瀬戸際の暇人

今年も偶に更新します(汗)

異界百物語 -第58話-

2008年08月17日 21時17分50秒 | 百物語
やあ、いらっしゃい。
台風が暑さを拭い去ってくれたお蔭か、こっちは久し振りに過し易い気温となったよ。
クーラー無く居られるなんて、何時以来の事だろうか。
刻一刻と近付く秋の足音が聞こえて来るように感じないかい?

太陽の光が弱まる冬は、妖の力が強まる。
だが逆に太陽の光が強まる夏も、妖の力は強くなるんだ。

妖達の動きが活発化すると、どんな現象が現れると思うかい?

例えば、人前に姿を見せたり、人を彼等の世界に連れ込んだり…

今日から数日は、そんな妖の世界を覗いた…或いは覗いたかもしれない人間の話を紹介しようじゃないか。



アイルランドのイニス・サークに残る伝説だ。

万聖節の前夜、1人の若者が大きな干し草の山に横たわり、眠っていた。

しかし目覚めた時--若者は自分が素晴しく立派な宮殿の中の、大きな広間の中に居る事を知った。

そこには沢山の小さな男達が忙しそうに働いていた。
或る者は糸を紡いだり靴を作ったり、また或る者は魚の骨や石で矢じりを作ったりしていた。
忙しなく作業しながらも、男達は笛吹きの奏でる陽気な音楽に合せ、愉快に笑ったり、歌ったりしていた。

暫くの間若者は、この奇妙な光景を、ぼんやりと見詰ていた。
すると1人の年を取った男が若者の側までやって来て、酷く不機嫌な顔で怒鳴った。

「こんな所で何を怠けてやがる!?
 もう直大切なお客様が此処にやって来るのだぞ!
 俺と一緒に来て台所を手伝え!」

そうして男は若者を大きな丸天井の部屋に連れて行った。
そこはどうやら台所の様で、猛烈に火が焚かれた竃には、見た事も無いほど巨大な鍋が置かれていた。
連れて来た男は、若者に向って命令した。

「早く夕食の準備をしろ!
 これから俺達はこの老婆を食うのだ!」

男が指差したそこには両手を吊された老婆が居て、別の男に皮を剥れてる最中だった。

「さあ、急いで湯を沸かせ!
 ぐずぐずしている暇は無いんだからな!
 この老婆は煮るのに時間がかかる!
 細かく切り刻んで鍋に入れろ!」

男から怒鳴り声で指図されるも、若者はあまりの恐ろしさに、そのまま気を失ってしまった。


再び目覚めた時、若者は自分が大広間に戻って居る事に気が付いた。
そこは既に宴会の準備が整えられていて、テーブルには美味しそうな料理が沢山並んでいた。

山盛りの果物、ソースがたっぷりかけられた鶏料理、七面鳥の丸焼き、バター、作り立てのケーキに、鮮やかな赤ワインの入った水晶のグラス……

…台所で目撃した老婆の影など、微塵も感じられなかった。

大広間の一段高い所には、王の為に玉座が設けられていた。
玉座に座った王は、腰に赤い飾り帯を巻き、頭には金の帯を締めていた。
王は若者に気が付くと、麗しく微笑んで言った。

「貴方も此処に居る楽しい連中と一緒に、席に着いて存分に召し上がって下さい。
 我々は歓迎しますよ!」

見回せば、若者の周りには沢山の美しい乙女達が座っていた。
赤い帽子と飾り帯を締めた上品な貴族達は、皆一様に若者に向かって微笑みかけ、一緒に食事をしようと勧めた。

「いや。
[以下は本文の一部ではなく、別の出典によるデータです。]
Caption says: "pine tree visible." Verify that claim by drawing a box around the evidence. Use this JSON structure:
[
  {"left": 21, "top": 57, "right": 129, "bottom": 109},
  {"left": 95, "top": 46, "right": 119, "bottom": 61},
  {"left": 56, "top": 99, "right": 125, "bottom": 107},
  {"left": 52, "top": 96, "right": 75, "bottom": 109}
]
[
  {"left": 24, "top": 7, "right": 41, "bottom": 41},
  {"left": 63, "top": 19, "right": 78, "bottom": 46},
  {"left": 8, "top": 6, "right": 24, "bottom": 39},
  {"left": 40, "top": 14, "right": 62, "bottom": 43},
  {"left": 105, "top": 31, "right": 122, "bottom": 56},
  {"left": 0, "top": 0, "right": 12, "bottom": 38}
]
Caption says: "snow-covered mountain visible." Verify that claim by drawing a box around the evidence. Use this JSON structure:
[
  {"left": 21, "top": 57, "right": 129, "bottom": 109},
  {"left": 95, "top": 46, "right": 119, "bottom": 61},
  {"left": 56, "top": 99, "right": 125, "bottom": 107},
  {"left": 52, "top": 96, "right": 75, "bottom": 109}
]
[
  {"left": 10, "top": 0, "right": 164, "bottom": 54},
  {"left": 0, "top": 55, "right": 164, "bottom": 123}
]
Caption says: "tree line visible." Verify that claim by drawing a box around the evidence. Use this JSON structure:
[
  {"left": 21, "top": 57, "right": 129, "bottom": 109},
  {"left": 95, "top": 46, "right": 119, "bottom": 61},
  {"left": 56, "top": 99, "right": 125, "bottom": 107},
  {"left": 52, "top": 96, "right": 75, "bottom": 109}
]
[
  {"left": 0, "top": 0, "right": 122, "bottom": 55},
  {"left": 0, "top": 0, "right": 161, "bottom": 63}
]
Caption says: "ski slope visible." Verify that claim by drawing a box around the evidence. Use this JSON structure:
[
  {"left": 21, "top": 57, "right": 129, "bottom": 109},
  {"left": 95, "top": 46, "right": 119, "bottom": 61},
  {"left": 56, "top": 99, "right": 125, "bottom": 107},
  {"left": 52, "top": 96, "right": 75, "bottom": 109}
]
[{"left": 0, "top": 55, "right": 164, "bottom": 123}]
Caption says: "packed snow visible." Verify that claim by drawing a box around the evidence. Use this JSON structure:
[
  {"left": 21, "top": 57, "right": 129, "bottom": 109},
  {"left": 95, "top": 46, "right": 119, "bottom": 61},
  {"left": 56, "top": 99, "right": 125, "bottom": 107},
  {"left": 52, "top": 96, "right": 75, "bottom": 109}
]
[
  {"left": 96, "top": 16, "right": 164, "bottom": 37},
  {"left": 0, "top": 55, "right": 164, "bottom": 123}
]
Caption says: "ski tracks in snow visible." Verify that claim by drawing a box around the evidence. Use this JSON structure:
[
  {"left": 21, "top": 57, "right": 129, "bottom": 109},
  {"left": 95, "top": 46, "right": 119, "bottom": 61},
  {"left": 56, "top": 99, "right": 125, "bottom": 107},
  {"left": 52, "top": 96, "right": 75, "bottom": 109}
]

」

若者は首を振って答えた。

「一緒に食事をする事は出来ません。
 食べ物を祝福して下さる牧師さんが、此処には居ませんから。
 どうか私を家に帰らせて下さい。」

若者から断られるも、王は親しげな笑みを崩さず、重ねて勧めた。

「せめてワインだけでも召上って下さいませんか?
 折角貴方の為に、上等な物を用意したのだから。」

王の言葉を受けて、1人の美しい貴婦人が立ち上り、水晶のグラスにワインを注いで若者に渡した。
グラスの中の血の様に鮮やかな赤い色を目にした途端、若者は急に喉が渇いて我慢出来なくなり、一気に飲干してしまった。
それは若者がこれまで飲んだ事の無い、素晴しい味だった。

だがグラスを置くや否や--突如雷鳴の様な凄まじい音が、建物全体を揺すった。

そして全ての明りが消され、若者は真っ暗闇に落とされた。


気付いて見ると、干草の山に横たわって居て、辺りは夜の闇に包まれていた。
若者は自分が仕事の後に疲れて干草の山に身を投げ出し、眠っていた事を思い出した。


その後――妖精の飲み物は若者の命取りとなり、衰弱して間も無く死んでしまった。



向うで言う所の妖精とは、堕ちた土地神であったり、死者の霊であったりする。
死者が食べて飲む物を口にすれば命を落とす。
そんな考えから生まれた話なのかもしれない。


今夜の話は、これでお終い。
さあ、蝋燭を1本、吹消して貰おうか。

……有難う。

今回の話は「万聖節の前夜(10/31、つまりハロウィーン)」に遇った出来事と紹介したが、資料によっては「或る夏の日の金曜日の夜」と書いてる場合も有る。
夏の暑い夜には不思議な目に遇い易い。
くれぐれも迷い込んだりしないよう、気を付けて帰られるといい。

――それに、いいかい?

夜道の途中、背後は絶対に振返らないように。
夜中に鏡を覗かないように。
そして、風呂に入ってる時には、足下を見ないように…。

では御機嫌よう。
次の夜も、楽しみに待っているよ…。




参考、『イギリスの妖精-フォークロアと文学-(キャサリン・ブリッグズ著、石井美樹子&山内玲子訳、筑摩書房刊)』。